Computers, however, were designed to excel where humans are deficient, not to just duplicate our greatest strengths.
Trying to teach a computer to process and generate natural language is kind of like trying to build a car that can dance.
It’s fallacious to assume that because a car is much better than a human at going in one direction really fast, they would also make much better dancers if we could only get the formulas right. Instead, it seems, we should focus on the ways machines’ strengths help us compensate for our deficiencies.
The Future of AI and NLP means Helping Us, Not Replacing Us
The power of the unaided mind is highly overrated. Without external aids, memory, thought, and reasoning are all constrained. But human intelligence is highly flexible and adaptive, superb at inventing procedures and objects that overcome its own limits. The real powers come from devising external aids that enhance cognitive abilities.
-Donald Norman, from Things that Make Us Smart (1993)

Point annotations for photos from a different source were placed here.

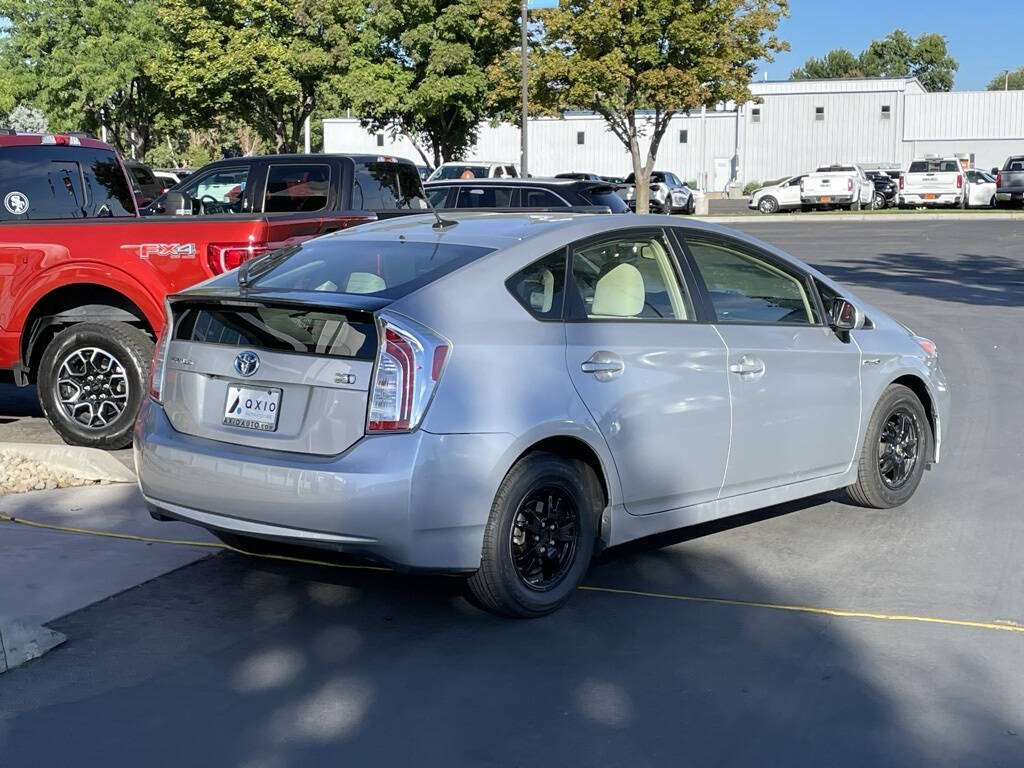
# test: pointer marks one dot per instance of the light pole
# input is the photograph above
(523, 53)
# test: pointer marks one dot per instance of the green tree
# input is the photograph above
(836, 64)
(619, 57)
(86, 64)
(1013, 81)
(896, 55)
(423, 67)
(263, 62)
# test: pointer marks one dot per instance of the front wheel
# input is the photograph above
(540, 537)
(92, 381)
(897, 446)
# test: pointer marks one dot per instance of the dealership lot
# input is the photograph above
(302, 664)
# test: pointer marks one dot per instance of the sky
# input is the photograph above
(984, 36)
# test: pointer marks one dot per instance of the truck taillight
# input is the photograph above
(223, 257)
(410, 361)
(159, 365)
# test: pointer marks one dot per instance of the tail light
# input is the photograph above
(410, 363)
(159, 365)
(223, 257)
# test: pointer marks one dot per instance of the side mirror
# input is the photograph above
(177, 204)
(846, 316)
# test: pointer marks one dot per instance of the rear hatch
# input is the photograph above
(278, 373)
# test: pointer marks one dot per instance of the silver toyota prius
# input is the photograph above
(504, 394)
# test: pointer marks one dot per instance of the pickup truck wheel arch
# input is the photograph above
(75, 303)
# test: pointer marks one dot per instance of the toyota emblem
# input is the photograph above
(247, 364)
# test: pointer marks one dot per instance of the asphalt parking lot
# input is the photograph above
(244, 662)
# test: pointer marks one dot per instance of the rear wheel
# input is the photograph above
(896, 450)
(92, 381)
(540, 537)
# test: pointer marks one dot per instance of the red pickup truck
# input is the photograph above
(83, 274)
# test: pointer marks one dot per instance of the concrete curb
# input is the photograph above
(89, 464)
(20, 642)
(873, 217)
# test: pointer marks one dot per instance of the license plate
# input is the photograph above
(252, 408)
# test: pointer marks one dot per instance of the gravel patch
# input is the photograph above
(19, 474)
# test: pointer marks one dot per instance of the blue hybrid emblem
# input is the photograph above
(247, 364)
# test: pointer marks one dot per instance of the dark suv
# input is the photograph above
(524, 193)
(296, 183)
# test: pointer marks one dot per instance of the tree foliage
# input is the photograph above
(617, 57)
(262, 61)
(86, 64)
(423, 68)
(1013, 81)
(896, 55)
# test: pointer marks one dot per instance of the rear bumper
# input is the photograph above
(415, 500)
(940, 199)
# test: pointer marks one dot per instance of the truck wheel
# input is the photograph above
(91, 382)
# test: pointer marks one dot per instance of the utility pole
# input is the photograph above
(524, 52)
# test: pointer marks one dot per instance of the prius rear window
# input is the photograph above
(387, 269)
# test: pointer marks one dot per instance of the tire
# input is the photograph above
(879, 488)
(119, 356)
(508, 583)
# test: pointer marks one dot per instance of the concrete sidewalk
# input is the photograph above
(45, 573)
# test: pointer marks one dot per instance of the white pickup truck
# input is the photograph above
(934, 181)
(837, 186)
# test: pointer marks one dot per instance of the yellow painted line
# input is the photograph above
(810, 609)
(840, 613)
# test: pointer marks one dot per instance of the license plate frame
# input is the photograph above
(256, 409)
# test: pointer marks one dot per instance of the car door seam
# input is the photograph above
(728, 383)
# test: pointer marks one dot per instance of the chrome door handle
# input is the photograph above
(748, 366)
(603, 366)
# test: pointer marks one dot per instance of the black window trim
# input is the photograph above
(573, 309)
(684, 235)
(329, 204)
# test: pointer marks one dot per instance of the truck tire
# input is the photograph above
(92, 379)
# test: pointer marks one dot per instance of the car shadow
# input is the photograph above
(244, 662)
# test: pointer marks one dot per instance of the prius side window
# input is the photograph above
(743, 288)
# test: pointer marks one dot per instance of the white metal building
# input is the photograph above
(788, 128)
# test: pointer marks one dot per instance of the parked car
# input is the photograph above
(1010, 181)
(934, 181)
(474, 169)
(668, 194)
(837, 186)
(524, 193)
(83, 279)
(886, 189)
(677, 373)
(783, 196)
(146, 186)
(981, 189)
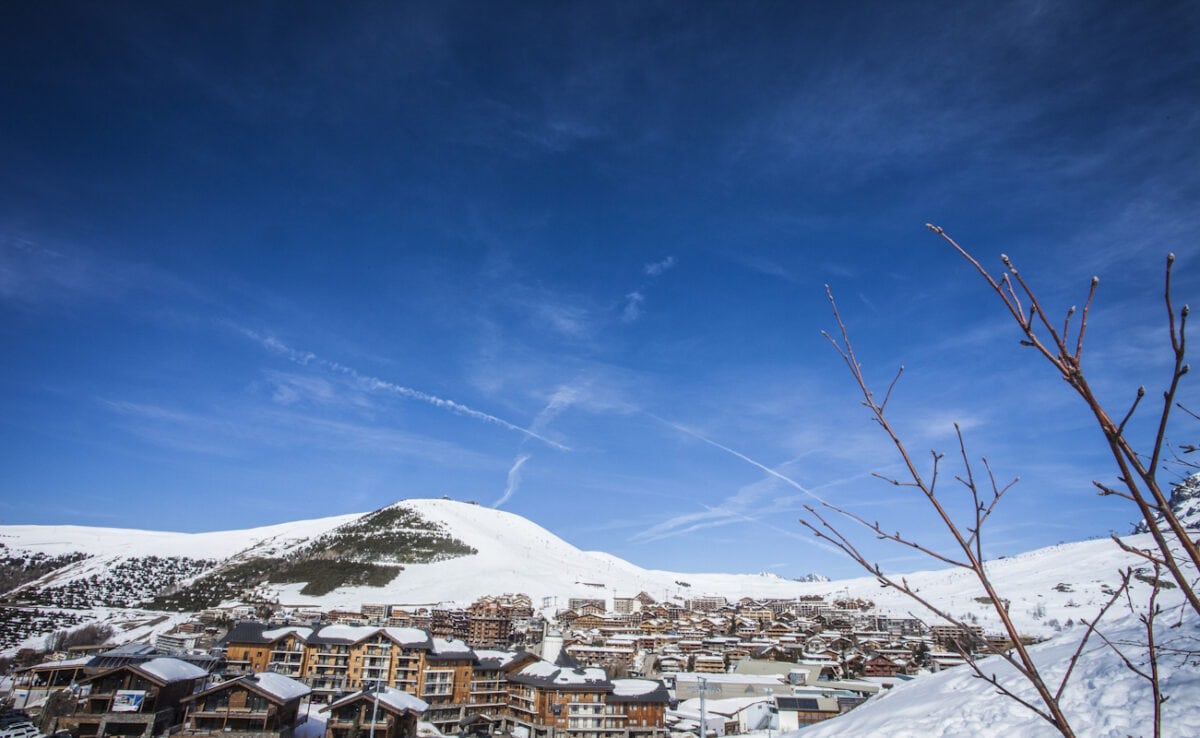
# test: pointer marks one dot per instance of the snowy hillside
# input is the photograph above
(1103, 699)
(1185, 502)
(1048, 588)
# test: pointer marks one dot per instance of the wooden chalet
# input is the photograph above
(262, 706)
(387, 712)
(133, 700)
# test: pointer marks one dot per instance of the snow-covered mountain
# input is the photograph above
(427, 551)
(1185, 502)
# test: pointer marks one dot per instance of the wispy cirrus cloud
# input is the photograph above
(655, 269)
(633, 311)
(514, 479)
(375, 384)
(635, 300)
(563, 397)
(238, 431)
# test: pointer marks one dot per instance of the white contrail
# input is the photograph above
(514, 479)
(563, 397)
(376, 384)
(783, 478)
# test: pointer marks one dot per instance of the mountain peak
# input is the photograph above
(1185, 502)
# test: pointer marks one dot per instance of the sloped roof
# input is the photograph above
(390, 699)
(450, 651)
(346, 635)
(544, 673)
(639, 690)
(168, 671)
(277, 688)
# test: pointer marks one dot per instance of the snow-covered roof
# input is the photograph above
(353, 634)
(279, 633)
(451, 649)
(64, 664)
(285, 688)
(640, 690)
(171, 670)
(396, 700)
(496, 659)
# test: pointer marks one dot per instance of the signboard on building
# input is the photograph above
(129, 700)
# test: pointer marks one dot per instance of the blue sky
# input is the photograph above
(287, 261)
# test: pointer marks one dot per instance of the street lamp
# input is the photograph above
(771, 703)
(375, 709)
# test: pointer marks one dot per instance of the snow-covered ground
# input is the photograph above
(1103, 697)
(1047, 588)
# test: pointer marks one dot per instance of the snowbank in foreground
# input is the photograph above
(1104, 699)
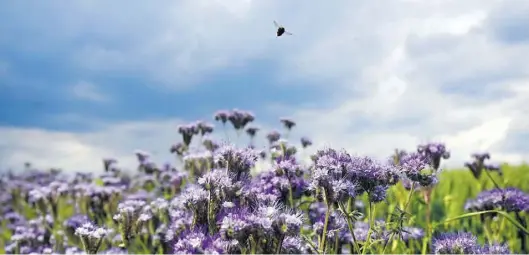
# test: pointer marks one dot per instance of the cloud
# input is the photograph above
(394, 73)
(88, 91)
(75, 151)
(440, 77)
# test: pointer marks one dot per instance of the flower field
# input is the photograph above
(211, 200)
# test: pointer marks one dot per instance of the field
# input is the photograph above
(214, 202)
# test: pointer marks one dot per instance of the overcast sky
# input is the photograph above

“The way that I think about AI, it has to be assistive,” says Yannis.”For an application to be successful, it has to be assistive to human society. We can go into the idea that robots are going to take over the world and they just need to learn to speak first, and that’s kind of cool for a movie. But we have problems with each other we haven’t solved yet, so let’s use this technology to help us in our everyday life.”
Once again, Matthew and Yannis are in uncanny agreement.
“A lot of people worry that technology will take over all the jobs and Skynet will exterminate humanity, but I don’t think any of those worries are that plausible,” Matthew tells me. “If you look at the history of technologies taking over people’s jobs, there’s usually a major disruption and then new jobs are created. People were screaming bloody murder when they invented machines to weave fabrics, but there are plenty of people in the textile industry today. Fabric weaving was a tedious, dangerous job, and they had factories full of child laborers because no one wanted to do it…
“’I’m not that scared about the future of technology,” continues Matthew. “I think that the world is much better off than it was centuries ago, and I think it’s most likely going to be even better still in the future.”
If Yannis and Matthew are right, NLP won’t be replacing content writers anytime soon. In fact, we might stand to gain even more from the technologies.